Lorsqu'elle travaille, Lamis Zein oublie tout le reste. Elle se concentre sur une chose: débarrasser le sol libanais des sous-munitions qui menacent d'exploser à tout moment.

«Je n'ai pas peur. C'est une grosse responsabilité, mais j'aime ce que je fais», dit la femme de 32 ans.

Lamis Zein est superviseure d'une équipe composée uniquement de femmes civiles. Mère de deux fillettes de 3 et 6 ans, elle enseignait l'anglais à Tyr, dans le sud du Liban, lorsqu'elle a vu l'offre d'emploi de la Norwegian People's Aid, il y a deux ans.

 

L'organisme, qui s'occupe notamment d'aider les victimes et de nettoyer les terres des sous-munitions, a ouvert des postes destinés aux femmes dans un souci d'égalité des sexes. La réponse, dans une population pauvre et éprouvée par les conflits, ne s'est pas fait attendre.

«Nous avons été surpris. En une semaine, nous avons reçu plus de 50 applications», relate Khaled Yamout, coordonnateur du programme d'action contre les mines de la NPA.

L'arrivée d'une équipe toute féminine a été bien accueillie par la population, à forte majorité musulmane, dit Mme Zein, qui porte elle-même le hijab.

La moitié de l'équipe de 12 personnes est composée de mères de famille. «C'est sûr qu'on pense à nos enfants. On sait que c'est dangereux. Mais c'est aussi pour sauver des enfants qu'on le fait», souligne Mme Zein, qui travaille à Al-Tiri, près de Nabatiyé.

En tout, 30 équipes sont en opération dans différentes régions du sud du pays.

Non loin d'Al-Tiri, à Homin el Fawqa, d'autres chercheurs sont au boulot dans un territoire encerclé de fils barbelés. Une pancarte rouge avec une tête de mort émet un avertissement: danger mines.
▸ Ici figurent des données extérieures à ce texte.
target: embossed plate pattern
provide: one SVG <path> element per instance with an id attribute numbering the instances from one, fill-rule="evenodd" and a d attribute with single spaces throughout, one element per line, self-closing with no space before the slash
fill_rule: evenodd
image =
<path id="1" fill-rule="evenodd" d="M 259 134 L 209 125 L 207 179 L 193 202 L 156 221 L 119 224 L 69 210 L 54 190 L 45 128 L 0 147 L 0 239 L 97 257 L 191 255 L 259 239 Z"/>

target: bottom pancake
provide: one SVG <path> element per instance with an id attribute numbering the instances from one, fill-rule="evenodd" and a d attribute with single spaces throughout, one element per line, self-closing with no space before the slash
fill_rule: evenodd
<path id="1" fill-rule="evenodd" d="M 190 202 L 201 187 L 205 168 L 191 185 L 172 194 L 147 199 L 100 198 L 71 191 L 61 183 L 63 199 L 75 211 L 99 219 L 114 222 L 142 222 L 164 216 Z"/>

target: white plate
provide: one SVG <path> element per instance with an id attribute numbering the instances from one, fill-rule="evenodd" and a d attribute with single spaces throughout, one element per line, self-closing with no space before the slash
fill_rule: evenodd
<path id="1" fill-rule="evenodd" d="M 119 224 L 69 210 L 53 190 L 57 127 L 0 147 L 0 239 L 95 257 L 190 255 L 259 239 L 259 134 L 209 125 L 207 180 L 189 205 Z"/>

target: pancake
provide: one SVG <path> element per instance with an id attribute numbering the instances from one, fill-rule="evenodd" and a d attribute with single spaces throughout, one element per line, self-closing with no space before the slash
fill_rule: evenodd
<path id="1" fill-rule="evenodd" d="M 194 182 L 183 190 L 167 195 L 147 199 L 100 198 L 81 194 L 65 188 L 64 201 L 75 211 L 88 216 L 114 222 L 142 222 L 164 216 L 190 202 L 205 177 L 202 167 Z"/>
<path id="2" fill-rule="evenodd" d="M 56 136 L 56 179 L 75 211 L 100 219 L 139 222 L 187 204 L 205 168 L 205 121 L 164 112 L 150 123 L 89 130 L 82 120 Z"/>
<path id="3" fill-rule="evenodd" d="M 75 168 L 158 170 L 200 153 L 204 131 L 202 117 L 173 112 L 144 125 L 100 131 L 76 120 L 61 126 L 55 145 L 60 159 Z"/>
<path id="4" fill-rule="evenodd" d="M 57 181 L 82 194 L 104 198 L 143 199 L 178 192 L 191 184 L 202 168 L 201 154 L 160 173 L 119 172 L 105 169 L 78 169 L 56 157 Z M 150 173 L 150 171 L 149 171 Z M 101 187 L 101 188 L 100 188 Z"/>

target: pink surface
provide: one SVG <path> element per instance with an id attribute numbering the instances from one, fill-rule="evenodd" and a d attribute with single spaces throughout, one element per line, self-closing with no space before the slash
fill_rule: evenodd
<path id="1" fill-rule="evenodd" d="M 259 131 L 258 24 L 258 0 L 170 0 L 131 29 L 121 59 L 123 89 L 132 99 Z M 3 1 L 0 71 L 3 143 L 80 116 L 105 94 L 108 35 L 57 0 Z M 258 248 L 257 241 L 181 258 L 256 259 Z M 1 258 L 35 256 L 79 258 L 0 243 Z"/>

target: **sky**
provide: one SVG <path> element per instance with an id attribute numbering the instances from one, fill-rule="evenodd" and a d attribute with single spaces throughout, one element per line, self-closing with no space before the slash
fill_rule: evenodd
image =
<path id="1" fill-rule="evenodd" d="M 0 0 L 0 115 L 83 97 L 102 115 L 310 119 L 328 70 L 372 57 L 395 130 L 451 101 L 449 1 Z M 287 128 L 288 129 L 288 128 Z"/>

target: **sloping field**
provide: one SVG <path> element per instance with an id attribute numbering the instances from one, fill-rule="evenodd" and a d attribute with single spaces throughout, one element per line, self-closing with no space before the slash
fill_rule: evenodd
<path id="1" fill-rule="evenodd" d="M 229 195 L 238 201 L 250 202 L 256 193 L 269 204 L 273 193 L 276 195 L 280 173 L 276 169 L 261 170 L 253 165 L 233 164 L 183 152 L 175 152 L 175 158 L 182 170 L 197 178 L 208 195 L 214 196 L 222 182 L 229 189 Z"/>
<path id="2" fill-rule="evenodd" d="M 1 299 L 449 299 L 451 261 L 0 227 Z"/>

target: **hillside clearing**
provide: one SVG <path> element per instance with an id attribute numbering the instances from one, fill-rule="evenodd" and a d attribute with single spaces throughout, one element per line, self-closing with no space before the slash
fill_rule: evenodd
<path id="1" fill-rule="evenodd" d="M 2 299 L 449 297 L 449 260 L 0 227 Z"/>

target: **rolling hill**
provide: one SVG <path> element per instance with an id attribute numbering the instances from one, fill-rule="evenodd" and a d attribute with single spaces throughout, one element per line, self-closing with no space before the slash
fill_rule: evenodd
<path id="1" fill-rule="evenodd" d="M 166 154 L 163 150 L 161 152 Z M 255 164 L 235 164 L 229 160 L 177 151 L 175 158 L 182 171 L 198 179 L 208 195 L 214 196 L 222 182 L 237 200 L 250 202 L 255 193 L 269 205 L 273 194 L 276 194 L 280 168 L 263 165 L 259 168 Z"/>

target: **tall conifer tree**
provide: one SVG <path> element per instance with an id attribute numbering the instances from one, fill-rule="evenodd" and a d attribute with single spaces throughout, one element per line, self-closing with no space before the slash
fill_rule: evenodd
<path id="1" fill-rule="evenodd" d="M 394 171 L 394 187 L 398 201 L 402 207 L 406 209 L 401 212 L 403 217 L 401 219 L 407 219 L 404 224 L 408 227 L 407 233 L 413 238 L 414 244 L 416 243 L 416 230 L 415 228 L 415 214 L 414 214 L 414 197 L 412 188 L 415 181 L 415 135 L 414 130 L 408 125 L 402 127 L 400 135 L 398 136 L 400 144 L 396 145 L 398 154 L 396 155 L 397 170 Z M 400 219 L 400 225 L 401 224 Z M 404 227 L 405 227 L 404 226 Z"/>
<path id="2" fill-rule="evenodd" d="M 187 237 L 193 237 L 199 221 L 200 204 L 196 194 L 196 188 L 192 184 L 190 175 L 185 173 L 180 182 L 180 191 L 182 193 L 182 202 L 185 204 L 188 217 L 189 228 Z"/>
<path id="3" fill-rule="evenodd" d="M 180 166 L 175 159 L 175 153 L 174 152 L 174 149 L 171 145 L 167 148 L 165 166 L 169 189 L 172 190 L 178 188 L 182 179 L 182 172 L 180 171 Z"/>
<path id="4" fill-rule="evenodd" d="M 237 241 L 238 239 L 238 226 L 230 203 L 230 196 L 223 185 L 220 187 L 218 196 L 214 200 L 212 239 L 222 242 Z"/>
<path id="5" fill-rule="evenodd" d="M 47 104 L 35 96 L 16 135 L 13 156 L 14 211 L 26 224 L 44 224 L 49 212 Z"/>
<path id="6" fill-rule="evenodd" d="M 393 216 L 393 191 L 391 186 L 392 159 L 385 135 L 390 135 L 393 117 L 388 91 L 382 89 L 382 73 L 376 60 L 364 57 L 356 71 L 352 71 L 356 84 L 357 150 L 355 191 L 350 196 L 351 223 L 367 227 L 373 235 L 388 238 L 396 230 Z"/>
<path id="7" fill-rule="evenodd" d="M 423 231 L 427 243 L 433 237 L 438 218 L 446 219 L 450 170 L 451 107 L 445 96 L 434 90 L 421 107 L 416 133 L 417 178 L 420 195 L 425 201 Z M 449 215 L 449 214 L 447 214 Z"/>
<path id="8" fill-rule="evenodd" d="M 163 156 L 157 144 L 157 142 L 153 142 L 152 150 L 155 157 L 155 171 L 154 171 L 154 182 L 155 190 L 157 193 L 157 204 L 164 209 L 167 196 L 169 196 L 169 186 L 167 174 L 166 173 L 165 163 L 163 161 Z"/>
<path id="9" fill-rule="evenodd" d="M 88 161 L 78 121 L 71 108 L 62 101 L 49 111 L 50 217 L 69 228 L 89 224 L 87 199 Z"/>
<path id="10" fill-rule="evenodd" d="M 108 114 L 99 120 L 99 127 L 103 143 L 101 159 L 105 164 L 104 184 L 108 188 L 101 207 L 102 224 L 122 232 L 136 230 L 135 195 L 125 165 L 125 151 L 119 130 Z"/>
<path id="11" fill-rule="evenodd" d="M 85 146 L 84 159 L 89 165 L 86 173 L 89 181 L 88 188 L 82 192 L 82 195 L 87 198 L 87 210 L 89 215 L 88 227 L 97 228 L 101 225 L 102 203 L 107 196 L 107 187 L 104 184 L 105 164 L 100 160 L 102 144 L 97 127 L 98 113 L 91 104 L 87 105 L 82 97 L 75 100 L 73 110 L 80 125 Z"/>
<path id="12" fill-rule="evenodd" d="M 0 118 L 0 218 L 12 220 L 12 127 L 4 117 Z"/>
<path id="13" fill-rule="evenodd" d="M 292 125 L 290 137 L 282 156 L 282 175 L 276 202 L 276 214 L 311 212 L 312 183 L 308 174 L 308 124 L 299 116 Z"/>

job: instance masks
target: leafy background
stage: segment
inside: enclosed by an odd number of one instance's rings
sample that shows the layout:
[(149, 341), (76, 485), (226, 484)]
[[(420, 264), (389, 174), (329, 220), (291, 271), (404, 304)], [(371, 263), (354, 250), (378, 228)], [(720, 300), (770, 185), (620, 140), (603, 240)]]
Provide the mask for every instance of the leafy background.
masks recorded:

Casque sur la tête, visière rabattue sur le visage, uniforme de protection sur le corps, l'équipe cherche des explosifs. L'un d'eux lève la main. C'est le signal: le détecteur a trouvé une munition. Le superviseur éloigne l'équipe. Des sacs de sable sont placés autour de l'engin. On le fait exploser.

Des scènes comme celle-là, le sergent Ali, qui préfère taire son nom de famille, en vit régulièrement. Le jeune homme est spécialiste en explosifs depuis 10 ans.

«Je ne trouve pas ça stressant. On s'habitue», dit-il.

Le Lebanese Mine Action Center (LMAC), organe de l'armée libanaise, coordonne les activités en lien avec les mines et les sous-munitions. C'est lui qui chapeaute les programmes de «nettoyage» des sols, d'éducation de la population, d'assistance aux victimes. Plusieurs organismes non gouvernementaux travaillent de concert avec le LMAC.

Il y a moins de deux semaines, Lamis Zein est devenue la première femme accréditée par l'armée libanaise pour procéder à la démolition des explosifs trouvés. Très fière de son nouveau titre, Mme Zein rêve de travailler à l'étranger, dans d'autres pays ravagés par la guerre.

Quand le Liban sera complètement débarrassé de ses engins explosifs, précise-t-elle.

 

Les sous-munitions ailleurs dans le monde

Il y aurait plus d'une trentaine de pays et territoires pollués par les sous-munitions.

Laos

260 millions de sous-munitions larguées, dont de 13 à 78 millions n'ont pas explosé à l'impact.

Vietnam

96,9 millions de sous-munitions larguées, dont 4,9 à 29,1 millions n'ont pas explosé à l'impact.

Irak

50 millions de sous-munitions larguées, dont 2,6 à 6 millions n'ont pas explosé à l'impact.

Cambodge

26 millions de sous-munitions larguées, dont 1,3 à 7,8 millions n'ont pas explosé à l'impact.

Source: Handicap international

 

Un traité qui ne fait pas l'unanimité

La Convention sur les armes à sous-munitions entrera en vigueur le 1er août. Ce traité, ratifié par 32 pays, interdit l'utilisation, la production et le transfert de ces armes. Quelque 106 pays, dont le Liban et le Canada, l'ont signé, mais ne l'ont pas ratifié. Les États-Unis et Israël ont refusé de se joindre à l'entente.